After Prohibition Bill’s Gay Nineties was often mentioned in many of the high profile columns of the day - Walter Winchell, Hedda Hopper, Jack O’Brien - stating who had been at Bill’s and who did what. The most celebrated “who did what” was the infamous brawl that made all the wire services between writer/actress Adela Rogers St. John and the entire wait staff at Bill’s. Yes, nothing had really changed for the place when the drinking ban was lifted because, unlike most other speakeasies (of which there were over thirty thousand), Bill’s was more than a boarded up joint to buy booze. It was, (and is to this day), a classic New York nightclub in the grandest tradition.
Bill’s today...
Even though we’re in the new millennium, you can still get a taste of the old when you walk into Bill’s. It starts with Aldo Leone, (the manager and official greeter), who has been with the place for over forty five years. Whereas the walls at Bill’s are a pictorial history, Aldo is an oral history of New York City . He’s seen it all. And when he isn’t at the racetrack, which he visits every waking day of his life, he’s standing by the swinging doors at the entrance to the Silver Dollar Bar, regaling an eager customer or two with his yarns. Aldo’s great aunt was the famous Mama Leone and it was in her restaurant he sharply cut his teeth. Starting there as a busboy in his early teens, he met everyone from Al Capone to President Eisenhower and forged with many a life-long acquaintance. Aldo’s mother, when she wasn’t working in Mama Leone’s, also cooked at the training camp of Rocky Marciano, so Rocky was also among Aldo’s famous intimates.

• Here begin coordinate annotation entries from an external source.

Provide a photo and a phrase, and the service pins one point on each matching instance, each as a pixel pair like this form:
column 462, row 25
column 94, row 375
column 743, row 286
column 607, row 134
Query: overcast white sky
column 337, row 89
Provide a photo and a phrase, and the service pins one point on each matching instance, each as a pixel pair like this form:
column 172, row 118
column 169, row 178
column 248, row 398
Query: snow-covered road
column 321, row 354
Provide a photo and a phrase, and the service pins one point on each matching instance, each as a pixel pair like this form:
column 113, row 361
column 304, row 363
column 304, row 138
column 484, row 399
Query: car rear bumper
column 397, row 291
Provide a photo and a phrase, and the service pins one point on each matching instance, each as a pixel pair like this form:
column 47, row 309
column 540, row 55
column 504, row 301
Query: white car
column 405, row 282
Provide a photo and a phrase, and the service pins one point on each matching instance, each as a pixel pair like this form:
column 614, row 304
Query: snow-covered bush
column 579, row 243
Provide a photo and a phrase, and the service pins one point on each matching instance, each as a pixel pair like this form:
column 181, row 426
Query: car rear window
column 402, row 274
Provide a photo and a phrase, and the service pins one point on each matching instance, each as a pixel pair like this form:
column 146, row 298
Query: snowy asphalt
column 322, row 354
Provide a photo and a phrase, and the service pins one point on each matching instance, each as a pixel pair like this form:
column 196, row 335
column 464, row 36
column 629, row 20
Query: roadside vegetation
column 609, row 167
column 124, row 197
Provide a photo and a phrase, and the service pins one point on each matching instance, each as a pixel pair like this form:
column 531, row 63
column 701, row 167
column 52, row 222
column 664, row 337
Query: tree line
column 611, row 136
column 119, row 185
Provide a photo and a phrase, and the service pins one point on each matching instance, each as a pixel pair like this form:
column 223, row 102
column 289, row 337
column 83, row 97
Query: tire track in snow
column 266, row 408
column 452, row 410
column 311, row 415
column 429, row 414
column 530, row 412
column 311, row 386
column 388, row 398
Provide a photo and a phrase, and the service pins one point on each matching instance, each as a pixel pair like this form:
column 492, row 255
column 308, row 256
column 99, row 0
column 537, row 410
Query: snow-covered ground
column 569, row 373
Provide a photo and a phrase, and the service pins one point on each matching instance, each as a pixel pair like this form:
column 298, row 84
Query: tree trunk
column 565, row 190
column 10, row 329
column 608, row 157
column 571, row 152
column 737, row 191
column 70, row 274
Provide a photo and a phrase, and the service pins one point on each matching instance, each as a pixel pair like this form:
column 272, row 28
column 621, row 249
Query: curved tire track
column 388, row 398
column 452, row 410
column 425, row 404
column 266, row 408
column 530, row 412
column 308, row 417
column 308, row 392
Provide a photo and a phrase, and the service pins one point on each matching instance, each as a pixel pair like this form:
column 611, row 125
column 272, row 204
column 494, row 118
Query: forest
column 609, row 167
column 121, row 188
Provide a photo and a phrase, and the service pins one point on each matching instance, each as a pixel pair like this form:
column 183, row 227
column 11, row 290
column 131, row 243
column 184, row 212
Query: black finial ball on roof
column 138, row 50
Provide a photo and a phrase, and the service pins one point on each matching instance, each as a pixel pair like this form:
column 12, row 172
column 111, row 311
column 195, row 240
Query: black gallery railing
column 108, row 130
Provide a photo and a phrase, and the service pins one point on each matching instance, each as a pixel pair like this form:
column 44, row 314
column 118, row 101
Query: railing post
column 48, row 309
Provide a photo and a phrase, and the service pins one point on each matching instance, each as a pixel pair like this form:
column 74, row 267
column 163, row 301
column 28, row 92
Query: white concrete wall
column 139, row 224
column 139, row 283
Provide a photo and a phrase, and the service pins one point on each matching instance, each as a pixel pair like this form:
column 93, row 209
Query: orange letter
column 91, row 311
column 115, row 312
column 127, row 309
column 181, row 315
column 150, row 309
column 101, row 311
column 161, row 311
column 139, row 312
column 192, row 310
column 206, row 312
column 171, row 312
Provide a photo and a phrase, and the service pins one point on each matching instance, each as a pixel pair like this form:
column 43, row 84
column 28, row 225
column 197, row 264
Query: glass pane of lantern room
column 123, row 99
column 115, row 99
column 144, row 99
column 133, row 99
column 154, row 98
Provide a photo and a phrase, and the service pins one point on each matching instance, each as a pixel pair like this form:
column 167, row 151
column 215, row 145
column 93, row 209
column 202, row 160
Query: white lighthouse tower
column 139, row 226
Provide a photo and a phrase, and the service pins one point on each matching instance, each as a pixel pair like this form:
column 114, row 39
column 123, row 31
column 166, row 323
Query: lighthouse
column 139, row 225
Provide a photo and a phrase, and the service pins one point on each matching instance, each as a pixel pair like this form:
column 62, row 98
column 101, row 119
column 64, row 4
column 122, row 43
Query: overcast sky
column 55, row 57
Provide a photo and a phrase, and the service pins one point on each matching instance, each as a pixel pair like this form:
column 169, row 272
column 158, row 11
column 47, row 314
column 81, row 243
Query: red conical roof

But the most important constant at Bill’s spreading warmth and good cheer both day and night, (and by two degrees of separation a link to Bill Hardy), is the proprietress for the past twenty seven years, Barbara Bart. Barbara’s father, O.B. Bart, purchased the business in 1965. After his untimely death in 1979, Barbara handily took over the reins and along with her partner, Jack Sheehy (former Cornell basketball great, class of ’55), has been the driving force of its success ever since. That means that Bill’s Gay Nineties, going all the way back to 1924, has been owned by just two families, the Hardy’s and the Bart’s, and with the mortality rate of restaurants being what it is today, that in itself is a bit of a New York legend.